I have a simple task:
Input: Fill in the blank: “The banana is colored [BLANK].”
Desired output: yellow
In general,
- [BLANK] may be multiple tokens
- [BLANK] can occur anywhere in the sequence
- Completion should use bidirectional context
I have tried
- flan-t5-xl
- gpt2
- gptneo-1.3B
I feel like I should be able to have good performance on this task without additional finetuning. But so far I have not gotten good performance from the models I’ve tried. Is finetuning likely required for this task? (It’s also possible my prompt does not match what the model saw in finetuning?) Ideally I’d be able to use a model around 1GB?
1 Like
General-purpose LLMs are surprisingly bad at doing those tasks accurately. Also, the strengths and weaknesses vary greatly depending on the personality of the model and the setting.
A workaround would be to fine-tune a generic LLM, divert an LLM that someone else has dedicated to the task, or find an LLM that is relatively well suited for the task.
I am not familiar with this, but I hear that Function Calling and the like can be used to perform routine tasks well.

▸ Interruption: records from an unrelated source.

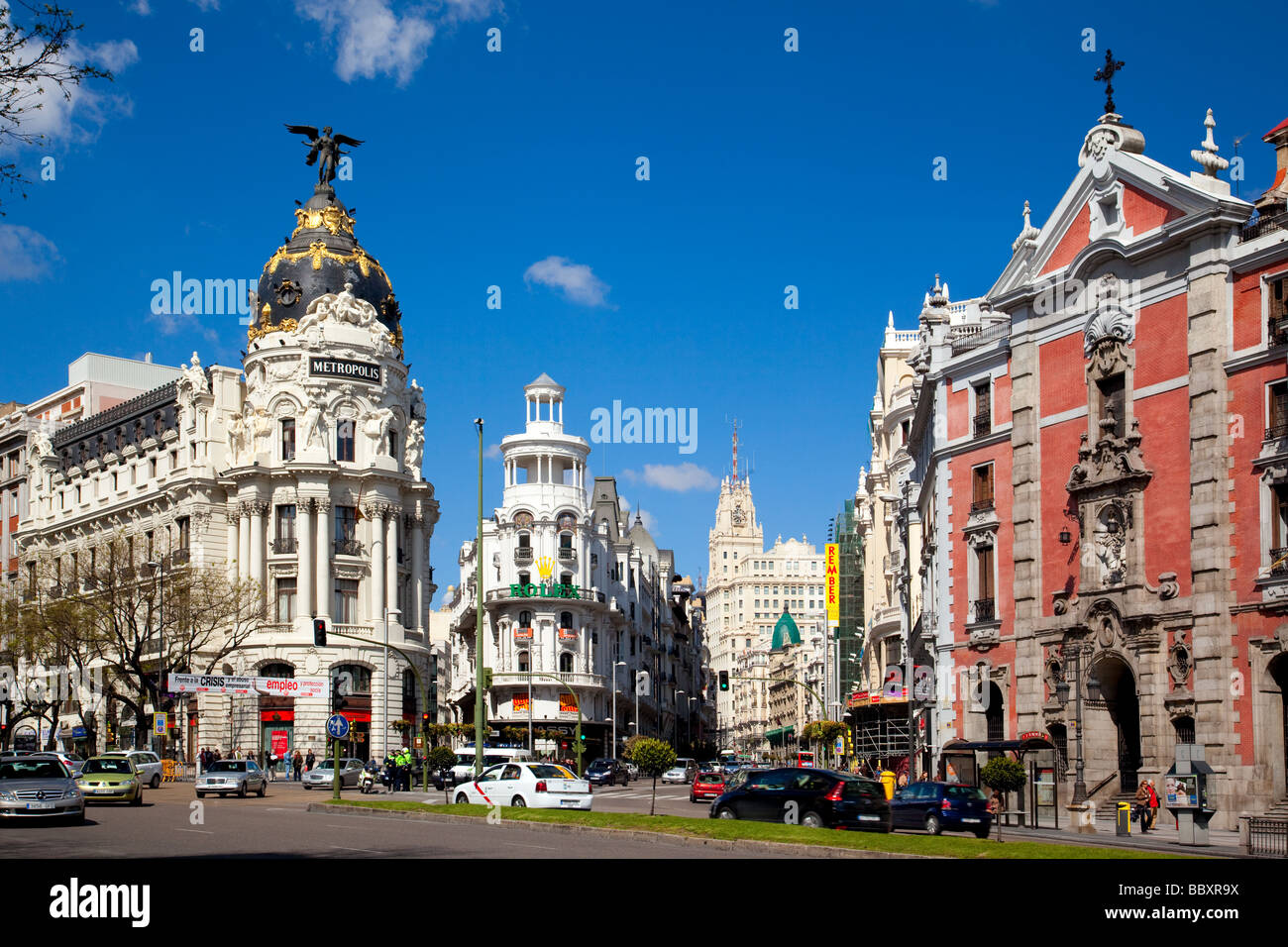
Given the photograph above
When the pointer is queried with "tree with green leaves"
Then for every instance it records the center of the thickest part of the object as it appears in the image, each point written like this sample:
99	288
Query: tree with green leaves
1004	775
34	59
653	758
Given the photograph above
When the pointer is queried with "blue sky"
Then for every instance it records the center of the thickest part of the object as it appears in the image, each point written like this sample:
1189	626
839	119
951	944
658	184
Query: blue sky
768	169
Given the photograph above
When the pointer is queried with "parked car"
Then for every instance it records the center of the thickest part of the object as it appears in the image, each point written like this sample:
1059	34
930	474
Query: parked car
233	776
605	772
707	784
40	788
683	771
323	774
936	806
147	763
812	797
537	785
111	779
68	759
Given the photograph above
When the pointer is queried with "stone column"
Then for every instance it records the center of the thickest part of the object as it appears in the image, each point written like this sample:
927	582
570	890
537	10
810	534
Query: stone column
376	589
322	561
258	508
417	573
391	561
305	569
244	541
233	543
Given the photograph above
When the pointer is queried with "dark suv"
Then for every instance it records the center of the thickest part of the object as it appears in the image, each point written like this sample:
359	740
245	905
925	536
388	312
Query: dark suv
605	772
941	805
807	796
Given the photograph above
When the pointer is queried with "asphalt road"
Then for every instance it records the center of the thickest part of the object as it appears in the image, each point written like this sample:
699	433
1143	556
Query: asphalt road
170	822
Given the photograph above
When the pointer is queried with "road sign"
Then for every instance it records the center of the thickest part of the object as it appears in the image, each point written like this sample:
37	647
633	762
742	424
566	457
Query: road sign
338	725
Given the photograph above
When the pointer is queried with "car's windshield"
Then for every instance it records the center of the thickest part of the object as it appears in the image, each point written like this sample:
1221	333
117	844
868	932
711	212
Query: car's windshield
33	770
550	771
116	764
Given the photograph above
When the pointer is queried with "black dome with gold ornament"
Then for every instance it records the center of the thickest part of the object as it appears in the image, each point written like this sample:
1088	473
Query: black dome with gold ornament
321	257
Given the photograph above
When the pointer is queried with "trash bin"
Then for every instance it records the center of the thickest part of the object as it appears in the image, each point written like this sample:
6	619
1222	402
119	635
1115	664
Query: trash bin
1124	818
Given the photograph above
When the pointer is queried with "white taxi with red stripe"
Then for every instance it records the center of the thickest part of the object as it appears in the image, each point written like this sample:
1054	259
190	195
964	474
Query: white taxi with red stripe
536	785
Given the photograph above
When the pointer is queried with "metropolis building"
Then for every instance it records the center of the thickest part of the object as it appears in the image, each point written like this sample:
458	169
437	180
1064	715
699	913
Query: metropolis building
297	472
576	603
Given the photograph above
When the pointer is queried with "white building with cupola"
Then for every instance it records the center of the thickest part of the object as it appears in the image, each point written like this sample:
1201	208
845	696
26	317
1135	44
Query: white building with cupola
575	598
297	472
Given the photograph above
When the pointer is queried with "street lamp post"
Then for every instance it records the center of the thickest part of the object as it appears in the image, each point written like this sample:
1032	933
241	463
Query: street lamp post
616	665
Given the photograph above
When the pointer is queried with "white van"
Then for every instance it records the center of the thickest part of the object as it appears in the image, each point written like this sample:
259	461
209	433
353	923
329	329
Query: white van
464	768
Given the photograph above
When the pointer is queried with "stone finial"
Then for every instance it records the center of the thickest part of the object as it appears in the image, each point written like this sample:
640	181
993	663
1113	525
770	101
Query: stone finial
1206	155
1028	235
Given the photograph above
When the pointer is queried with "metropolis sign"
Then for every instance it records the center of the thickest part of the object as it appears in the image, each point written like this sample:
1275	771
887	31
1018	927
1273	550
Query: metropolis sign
339	368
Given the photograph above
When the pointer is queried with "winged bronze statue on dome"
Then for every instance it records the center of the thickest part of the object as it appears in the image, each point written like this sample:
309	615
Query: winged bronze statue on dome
325	150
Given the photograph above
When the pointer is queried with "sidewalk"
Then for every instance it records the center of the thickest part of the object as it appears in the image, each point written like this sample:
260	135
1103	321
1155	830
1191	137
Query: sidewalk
1162	838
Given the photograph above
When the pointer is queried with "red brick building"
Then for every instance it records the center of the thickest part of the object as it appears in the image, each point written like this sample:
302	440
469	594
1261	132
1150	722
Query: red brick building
1100	470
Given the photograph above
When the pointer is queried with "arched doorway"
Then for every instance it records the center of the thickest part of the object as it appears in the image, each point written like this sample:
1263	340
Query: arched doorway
1119	696
1279	673
277	719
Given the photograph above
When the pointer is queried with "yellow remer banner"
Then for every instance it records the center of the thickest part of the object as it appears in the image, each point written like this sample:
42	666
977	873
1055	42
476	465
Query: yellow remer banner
832	573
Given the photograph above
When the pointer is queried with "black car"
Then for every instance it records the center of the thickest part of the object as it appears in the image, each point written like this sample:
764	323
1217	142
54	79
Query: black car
941	805
807	796
605	772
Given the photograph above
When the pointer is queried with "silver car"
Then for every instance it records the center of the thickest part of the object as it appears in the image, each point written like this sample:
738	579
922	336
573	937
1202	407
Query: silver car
39	787
232	776
322	776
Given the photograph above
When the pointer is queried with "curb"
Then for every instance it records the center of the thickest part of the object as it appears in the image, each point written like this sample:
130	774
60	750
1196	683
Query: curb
747	845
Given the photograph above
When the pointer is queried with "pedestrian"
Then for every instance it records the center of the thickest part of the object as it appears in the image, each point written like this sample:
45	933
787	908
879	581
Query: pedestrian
1142	805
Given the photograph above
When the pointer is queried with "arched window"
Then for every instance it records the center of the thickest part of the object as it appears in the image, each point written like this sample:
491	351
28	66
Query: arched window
356	678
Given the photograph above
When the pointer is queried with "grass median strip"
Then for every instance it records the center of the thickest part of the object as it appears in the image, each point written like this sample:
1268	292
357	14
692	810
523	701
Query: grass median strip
939	847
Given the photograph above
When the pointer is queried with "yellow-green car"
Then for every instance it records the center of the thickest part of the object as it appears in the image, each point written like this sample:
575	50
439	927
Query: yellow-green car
111	780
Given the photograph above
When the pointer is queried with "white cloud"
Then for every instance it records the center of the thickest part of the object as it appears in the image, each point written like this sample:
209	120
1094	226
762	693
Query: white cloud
76	112
578	282
374	40
678	476
25	254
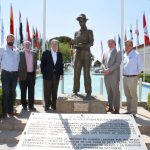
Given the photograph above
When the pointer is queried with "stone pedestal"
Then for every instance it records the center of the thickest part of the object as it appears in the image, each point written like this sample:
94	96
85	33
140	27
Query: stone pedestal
70	103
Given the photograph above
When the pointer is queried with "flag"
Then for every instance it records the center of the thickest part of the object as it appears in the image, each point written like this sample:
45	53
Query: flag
11	20
27	32
119	42
33	38
16	38
0	10
125	36
131	35
146	35
2	32
37	39
137	33
20	28
101	48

Please search for it.
There may be other options besides LLMs.
A recently released LLM that might be suitable would be the Qwen 2.5 0.5B or the Llama 3.2 3B, which is a bit larger.
Using 8B class model would be easier, but would be too large.
If you’re sure that you’ll use this model only for this task, why not considering BERT or encoders that are pre-trained using a mask filling objective ? Those models attend to the full sequence during the forward pass. Thus they yield better performances on this precise task as they predict the mask token(s) using full context.
Try the bert base uncased as a naive approach and you can go smaller using roberta and other smaller version of such model.
1 - You can put multiple masks to be predicted, enabling you to predict a complete word regardless if i’ts multiple or single tokenized
2- GPT model use diagonal mask attention to make sure that the token at position t only attends to the token at positions t-1. So when you ask the GPT to fill the [BLANK], you’re giving a prompt that has a global context but built differently from the BERT ones.
3 - GPT are trained on a task of Next Token Prediction (NTP) while BERT in its first form is trained on MLM+Next Sequence Prediction. NTP is about predicting the next token at every positions while MLM is about Masked Language Modelling, which is actually… filling a blank.